Numerical and experimental investigation of heat transfer characteristics of liquid flow with Micro-Encapsulated Phase Change Material.

摘要

This numerical and experimental study investigates the heat transfer characteristics and corresponding pressure drop of a liquid flow with Micro-Encapsulated Phase Change Material (MEPCM). In addition, this study numerically explores the effect of presence of MEPCM on the heat transfer characteristics of a liquid in a rectangular cavity driven by natural convection.;Unlike pure liquids, the heat transfer characteristics of MEPCM slurry can not be simply presented in terms of corresponding dimensionless controlling parameters such as Peclet number or Rayleigh number.
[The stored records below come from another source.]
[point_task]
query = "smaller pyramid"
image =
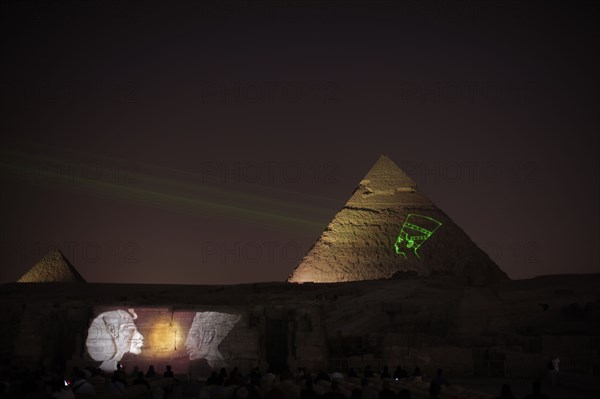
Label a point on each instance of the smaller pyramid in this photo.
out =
(52, 268)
In the presence of phase change particles, the controlling parameters' values change significantly along the tube length due to the phase change.;In the experimental work, MEPCM mass concentration is varied between 0--20 percent with average particle diameter of 10 microm. Tube wall temperature profile, fluid inlet and outlet temperatures, pressure drop across the tube length are measured and the corresponding Nusselt number is determined for various operating conditions.;The experimental results are used to validate the numerical model predictions. The numerical model results show good agreement with the experimental data under various operating conditions. The good agreements between the numerical predictions and experimental data are partially due to the direct utilization of the actual melting curve of the MEPCM in the numerical simulations. This study identifies the significance of the direct employment of the actual melting curve in the numerical simulations.;The experimental and numerical results show significant enhancements in heat transfer coefficient (higher than 50%) and reduction in tube wall temperature (higher than 40%). The numerical results reveal that the presence of MEPCM in the working fluid slows the growth of the thermal boundary layer and the strong dependence of the heat transfer coefficient on the location of the melting zone interface.;The effect of MEPCM on the heat transfer characteristics of natural convection in a rectangular cavity driven by two parallel vertical plates at different temperatures is numerically investigated. The numerical results show significant increase in heat transfer coefficient (up to 80%). This increase is a result of the MEPCM latent heat and the increased volume expansion coefficient due to MEPCM volume change during melting.